Notes

I am going to have two functions. The first one is to handle the recursive splitting of the array into smaller parts, and the second one will handle merging those parts back together in sorted order.

The first function is the main merge_sort function. Its job is to recursively divide the input array into smaller parts until each part contains only one element or no elements.

The second function is called merge, and its purpose is to take two sorted arrays and combine them into a single sorted array

def merge_sort(arr):
    if len(arr) <= 1:
        return arr  # Base case: array with 0 or 1 elements is already sorted

    # Split the array into two halves
    mid = len(arr) // 2
    left = merge_sort(arr[:mid])
    right = merge_sort(arr[mid:])

    # Merge the sorted halves
    return merge(left, right)

def merge(left, right):
    sorted_array = []
    i = j = 0

    # Compare elements from left and right and merge them in sorted order
    while i < len(left) and j < len(right):
        if left[i] <= right[j]:
            sorted_array.append(left[i])
            i += 1
        else:
            sorted_array.append(right[j])
            j += 1

    # Add any remaining elements from left or right
    sorted_array.extend(left[i:])
    sorted_array.extend(right[j:])

    return sorted_array

# Example Usage
arr = [38, 27, 43, 3, 9, 82, 10]
sorted_arr = merge_sort(arr)
print("Sorted Array:", sorted_arr)

Time Complexity.
Best Case, Worst Case, and Average Case: O(nlogn)
Divide Step:

    The array is repeatedly divided into two halves until we reach arrays of size 1.
    The number of divisions is equal to the height of the recursion tree, which is log_2(n).
Merge Step:
    Each level of the recursion tree processes 𝑛 elements during merging.
    At each level, the merging of two halves requires O(n) time.

Total Work:
The total work across all levels of the recursion tree is:

O(n)+O(n)+... + O(n) (for log2(n) levels) =  O(nlogn)

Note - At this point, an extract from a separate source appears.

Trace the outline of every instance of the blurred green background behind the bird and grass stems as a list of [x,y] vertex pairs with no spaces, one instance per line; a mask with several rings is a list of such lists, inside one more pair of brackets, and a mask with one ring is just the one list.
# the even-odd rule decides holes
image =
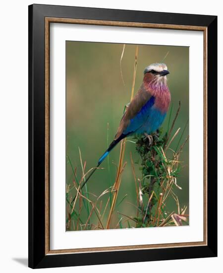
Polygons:
[[[130,101],[136,45],[127,44],[125,46],[121,66],[125,85],[120,73],[122,49],[123,44],[66,41],[66,153],[70,157],[73,167],[76,167],[78,178],[82,175],[78,147],[80,147],[83,162],[86,161],[86,171],[96,167],[99,157],[108,147],[107,142],[110,144],[115,136],[123,115],[124,105]],[[167,76],[167,83],[171,93],[171,121],[175,116],[179,101],[181,101],[181,109],[173,133],[179,127],[182,132],[189,118],[188,47],[139,45],[134,94],[142,83],[144,68],[152,63],[160,62],[166,63],[170,71]],[[170,108],[162,126],[163,131],[167,130],[169,113]],[[109,141],[107,141],[108,124]],[[189,126],[187,125],[181,142],[188,135]],[[170,147],[175,149],[178,140],[179,137],[176,137]],[[113,185],[116,175],[115,164],[118,164],[119,151],[120,144],[110,153],[110,172],[106,159],[100,166],[105,169],[97,170],[94,173],[87,183],[89,192],[98,196],[110,187],[110,183]],[[116,207],[116,210],[134,217],[136,208],[129,204],[136,204],[130,151],[134,161],[139,160],[139,155],[135,151],[135,144],[126,142],[124,161],[127,161],[127,165],[122,175],[116,204],[126,194],[127,197]],[[187,205],[189,208],[188,142],[183,148],[180,160],[183,161],[183,168],[177,179],[177,184],[182,187],[182,190],[176,188],[175,193],[178,196],[180,207]],[[141,178],[141,172],[138,170],[139,165],[135,165],[135,168],[136,176]],[[71,166],[67,163],[66,184],[71,187],[73,185],[72,177]],[[75,190],[71,191],[70,194],[74,196]],[[89,197],[91,198],[91,196]],[[108,196],[105,200],[107,198]],[[167,208],[170,212],[173,210],[177,212],[176,204],[171,198],[168,201]],[[84,209],[82,209],[82,214],[82,218],[86,217]]]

Key Insight: The log 𝑛 factor comes from the depth of the recursion (splitting), and the 𝑛 factor comes from merging at each level.

Space Complexity.
O(n)
Why?

The algorithm requires additional space for the temporary arrays used during the merge step.
At any given time, we store a portion of the array in temporary arrays for merging, which can take up to O(n) space

Recursion Stack Space: 𝑂(log𝑛)
The recursion depth corresponds to the height of the recursion tree, which is log2(n)

total = log2(n) + O(n) = O(n)

21. Merge Two Sorted Lists

def mergeTwoLists(self, list1: Optional[ListNode], list2: Optional[ListNode]) -> Optional[ListNode]:
    dummy = ListNode()
    cur = dummy

    while list1 and list2:
        if list1.val < list2.val:
            cur.next = list1
            list1 = list1.next
        else:
            cur.next = list2
            list2 = list2.next
        cur = cur.next
    if list1:
        cur.next = list1
    if list2:
        cur.next = list2
    return dummy.next

# O(m+n)
# O(1)

23. Merge k Sorted Lists

class Solution:
    def mergeKLists(self, lists: List[Optional[ListNode]]) -> Optional[ListNode]:
        '''
        1. implement mergeTwoLists
        2. will divide and conquar method with mergeTwoLists
        '''
        if not lists:
            return None

        if len(lists) == 1:
            return lists[0]

        mid = len(lists) // 2 
        left = self.mergeKLists(lists[:mid])
        right = self.mergeKLists(lists[mid:])

        return self.mergeTwoLists(left, right)

    def mergeTwoLists(self, list1, list2):
        dummy = ListNode()
        cur = dummy

        while list1 and list2:
            if list1.val < list2.val:
                cur.next = list1
                list1 = list1.next
            else:
                cur.next = list2
                list2 = list2.next
            cur = cur.next

        if list1:
            cur.next = list1
        elif list2:
            cur.next = list2
        return dummy.next

# N: Total number of nodes across all linked lists.
# k: Number of linked lists.
#The algorithm splits the 𝑘 lists into two halves repeatedly until only one list remains.
# This takes log 𝑘 levels of merging.        

# At each level of merging, all 𝑁 nodes are processed across all pairs of lists.

#Space

# The algorithm divides the list recursively into two halves.
# At each recursive call, the depth of the recursion increases by 1.
# For 𝑘 lists, the depth of recursion is log 𝑘.